This $18.8 B merger, which closed earlier this month, provides CenturyLink, a company with predominately rural and small business clients, an opportunity to expand its local rural footprint and also add in a number of medium-large business accounts (via Qwest). Qwest has a good reputation for flexibility and project implementation-particularly in supporting medium sized organizations (200-999 employees). Its comparatively greater success in this segment is one of several primary drivers for CenturyLink’s merger interest. Thus, apart from an upcoming name change to CenturyLink Business, CenturyLink intends to operate Qwest’s medium-large business customer segment largely as is (under Business Markets Group President Chris Ancell). Smaller businesses will fall under the auspices of the legacy CenturyLink Regional Markets organization. Small business have been a big opportunity for (legacy) CenturyLink- according to its FY 2010 10K, 33% of its access lines serve business customers (approximately 2.145 M lines).
Regarding UC as a Service (UCaaS), Qwest has met with some good early success offering a dedicated/hosted UC Service to large customers like universities and state/municipal governments. The company has also profited from its relationship with Shoretel (IP PBXs targeted to small and small to medium-sized businesses). But regarding a SMB UCaaS offer, both providers’ current services are very key system-like. They require UCaaS product enhancements, such as:
- Connections into Qwest’s SIP trunking service (CenturyLink’s portfolio essentially lacks this)
- Integration with IP and web audioconferencing services
- Managed/hosted SIP/VOIP security services/SBCs
- Through UC partners like Microsoft, access to Lync or Office 365
- Network-based presence and location engines (see preceding point)
- Integration with IP/legacy videoconferencing bridges and services.
It’s important that to note that not all of the above laundry list need be supplied in-house. Tight partnerships can quickly fill the void in several cases, such as in conferencing. Additionally, since both companies use different IP centrex platforms, I think Broadsoft will be the likely going-forward vendor.

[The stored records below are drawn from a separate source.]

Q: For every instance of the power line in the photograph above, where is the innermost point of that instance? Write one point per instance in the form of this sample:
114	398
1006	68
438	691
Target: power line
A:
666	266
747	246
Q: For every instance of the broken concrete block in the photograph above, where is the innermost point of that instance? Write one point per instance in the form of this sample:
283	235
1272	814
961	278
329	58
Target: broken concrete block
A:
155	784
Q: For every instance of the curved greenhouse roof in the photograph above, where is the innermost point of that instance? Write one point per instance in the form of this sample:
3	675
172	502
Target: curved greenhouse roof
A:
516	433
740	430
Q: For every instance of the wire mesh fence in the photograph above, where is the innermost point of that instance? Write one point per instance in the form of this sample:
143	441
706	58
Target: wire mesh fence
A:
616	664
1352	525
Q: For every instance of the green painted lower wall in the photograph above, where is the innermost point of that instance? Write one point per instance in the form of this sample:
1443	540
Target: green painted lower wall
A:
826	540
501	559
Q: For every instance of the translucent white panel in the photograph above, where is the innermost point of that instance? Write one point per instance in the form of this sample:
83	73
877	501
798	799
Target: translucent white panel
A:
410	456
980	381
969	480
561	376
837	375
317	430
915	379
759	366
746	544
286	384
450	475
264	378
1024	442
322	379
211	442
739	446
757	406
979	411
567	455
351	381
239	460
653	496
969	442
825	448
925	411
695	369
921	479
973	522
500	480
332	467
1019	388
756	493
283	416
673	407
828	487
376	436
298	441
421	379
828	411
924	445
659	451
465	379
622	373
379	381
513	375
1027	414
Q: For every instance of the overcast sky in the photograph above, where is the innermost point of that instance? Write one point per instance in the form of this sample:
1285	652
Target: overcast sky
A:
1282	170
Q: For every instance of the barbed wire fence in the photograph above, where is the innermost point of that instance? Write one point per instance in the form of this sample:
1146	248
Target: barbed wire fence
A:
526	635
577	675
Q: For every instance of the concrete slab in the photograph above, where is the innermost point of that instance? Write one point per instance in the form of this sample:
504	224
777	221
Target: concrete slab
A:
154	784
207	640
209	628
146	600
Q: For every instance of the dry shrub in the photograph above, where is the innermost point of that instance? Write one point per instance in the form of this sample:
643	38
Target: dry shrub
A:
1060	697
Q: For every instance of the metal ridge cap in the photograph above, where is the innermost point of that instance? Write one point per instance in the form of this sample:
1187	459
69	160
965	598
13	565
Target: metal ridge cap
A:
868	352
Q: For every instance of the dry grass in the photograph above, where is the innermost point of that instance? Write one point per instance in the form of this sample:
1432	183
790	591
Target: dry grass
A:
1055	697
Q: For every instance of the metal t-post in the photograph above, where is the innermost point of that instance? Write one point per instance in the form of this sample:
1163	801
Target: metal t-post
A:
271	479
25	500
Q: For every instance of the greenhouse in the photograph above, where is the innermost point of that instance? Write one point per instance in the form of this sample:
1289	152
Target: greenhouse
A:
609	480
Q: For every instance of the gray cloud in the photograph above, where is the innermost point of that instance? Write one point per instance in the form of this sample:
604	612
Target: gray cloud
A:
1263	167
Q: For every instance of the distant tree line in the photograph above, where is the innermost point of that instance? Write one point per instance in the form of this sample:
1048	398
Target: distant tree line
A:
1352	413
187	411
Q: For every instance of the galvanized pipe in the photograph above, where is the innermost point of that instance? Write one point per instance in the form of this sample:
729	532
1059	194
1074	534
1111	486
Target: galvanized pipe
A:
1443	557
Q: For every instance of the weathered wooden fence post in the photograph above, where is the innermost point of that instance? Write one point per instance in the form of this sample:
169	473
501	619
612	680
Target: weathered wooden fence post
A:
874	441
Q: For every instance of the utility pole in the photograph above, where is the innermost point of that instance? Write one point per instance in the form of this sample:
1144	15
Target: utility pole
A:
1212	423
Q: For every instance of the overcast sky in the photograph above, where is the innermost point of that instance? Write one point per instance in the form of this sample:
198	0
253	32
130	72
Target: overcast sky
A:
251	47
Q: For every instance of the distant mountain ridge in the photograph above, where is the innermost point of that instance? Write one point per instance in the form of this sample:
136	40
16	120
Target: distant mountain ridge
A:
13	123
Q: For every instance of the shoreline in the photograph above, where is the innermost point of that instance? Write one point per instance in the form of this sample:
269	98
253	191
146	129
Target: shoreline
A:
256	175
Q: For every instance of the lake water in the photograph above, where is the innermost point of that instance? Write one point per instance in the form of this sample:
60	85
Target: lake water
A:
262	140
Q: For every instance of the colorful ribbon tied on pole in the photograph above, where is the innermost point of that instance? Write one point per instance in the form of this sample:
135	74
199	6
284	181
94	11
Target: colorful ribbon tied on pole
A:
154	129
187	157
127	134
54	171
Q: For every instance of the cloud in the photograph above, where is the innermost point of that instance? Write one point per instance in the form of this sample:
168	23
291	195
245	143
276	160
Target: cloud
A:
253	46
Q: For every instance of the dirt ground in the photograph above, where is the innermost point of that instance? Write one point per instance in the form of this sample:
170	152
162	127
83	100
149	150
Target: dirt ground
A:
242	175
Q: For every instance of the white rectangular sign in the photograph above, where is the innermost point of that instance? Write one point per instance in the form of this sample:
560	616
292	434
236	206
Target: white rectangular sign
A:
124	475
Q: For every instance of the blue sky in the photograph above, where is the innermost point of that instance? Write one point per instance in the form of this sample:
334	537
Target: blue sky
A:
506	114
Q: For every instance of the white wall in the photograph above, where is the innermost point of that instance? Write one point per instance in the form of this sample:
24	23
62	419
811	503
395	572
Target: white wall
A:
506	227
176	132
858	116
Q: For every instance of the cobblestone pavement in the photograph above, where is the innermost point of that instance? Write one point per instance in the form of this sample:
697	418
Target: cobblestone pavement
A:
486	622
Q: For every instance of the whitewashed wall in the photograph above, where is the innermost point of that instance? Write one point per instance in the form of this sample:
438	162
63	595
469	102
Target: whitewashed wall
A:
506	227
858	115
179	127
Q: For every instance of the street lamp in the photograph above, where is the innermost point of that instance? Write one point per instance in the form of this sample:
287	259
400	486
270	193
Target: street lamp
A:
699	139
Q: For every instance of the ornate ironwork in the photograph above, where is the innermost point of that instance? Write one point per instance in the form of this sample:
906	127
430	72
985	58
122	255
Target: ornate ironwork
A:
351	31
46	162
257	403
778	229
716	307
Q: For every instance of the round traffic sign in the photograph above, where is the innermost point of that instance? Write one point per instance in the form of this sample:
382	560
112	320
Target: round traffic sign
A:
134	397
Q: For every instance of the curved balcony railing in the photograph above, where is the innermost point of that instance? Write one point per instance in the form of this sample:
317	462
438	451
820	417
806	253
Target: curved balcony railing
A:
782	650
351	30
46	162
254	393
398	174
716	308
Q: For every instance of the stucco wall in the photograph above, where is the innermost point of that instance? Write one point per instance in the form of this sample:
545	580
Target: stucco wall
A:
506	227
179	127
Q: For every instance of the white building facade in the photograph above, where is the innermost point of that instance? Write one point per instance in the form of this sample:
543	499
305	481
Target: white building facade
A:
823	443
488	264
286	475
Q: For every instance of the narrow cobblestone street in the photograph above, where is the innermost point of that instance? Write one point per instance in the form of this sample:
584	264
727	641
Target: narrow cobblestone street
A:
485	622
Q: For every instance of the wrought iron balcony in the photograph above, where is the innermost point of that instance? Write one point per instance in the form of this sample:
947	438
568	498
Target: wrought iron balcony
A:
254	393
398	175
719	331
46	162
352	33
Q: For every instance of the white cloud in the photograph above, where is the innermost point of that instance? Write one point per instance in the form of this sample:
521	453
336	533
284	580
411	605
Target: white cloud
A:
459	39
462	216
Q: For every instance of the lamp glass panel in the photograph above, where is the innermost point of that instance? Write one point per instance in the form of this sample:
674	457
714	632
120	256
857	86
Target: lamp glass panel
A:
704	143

A related opportunity the company should address is fixed mobile convergence (FMC). When combined with the resale of Verizon Wireless service, CenturyLink Business can offer an FMC service (for instance, via Broadsoft and specialist partners like MobileMax). The opportunity is potentially great, because the combined company’s business customer base is predominately small business. A UCaaS-based FMC service could take the small business world by storm, especially when offered as a predominately/purely mobile (vs. hybrid fixed/mobile) solution. However, both companies lack relevant in-house FMC expertise, which is essential. Top CenturyLink executives have made multiple mentions of additional acquisitions or partnerships, so it’s likely to fill the gap through this means. CenturyLink might want to take time ‘digesting’ the Qwest merger, but can ill afford to do so because AT&T’s planned acquisition of T-Mobile US took one of the few remaining prospective mobile partners out of circulation.
CenturyLink’s future viability as a vibrant UCaaS SMB supplier rests on the issues outlined above. No major carrier’s UC product or service has yet taken the SMB world by storm. But sooner or later, someone will break out. The question for CenturyLink – will it seize this opportunity while it still exists?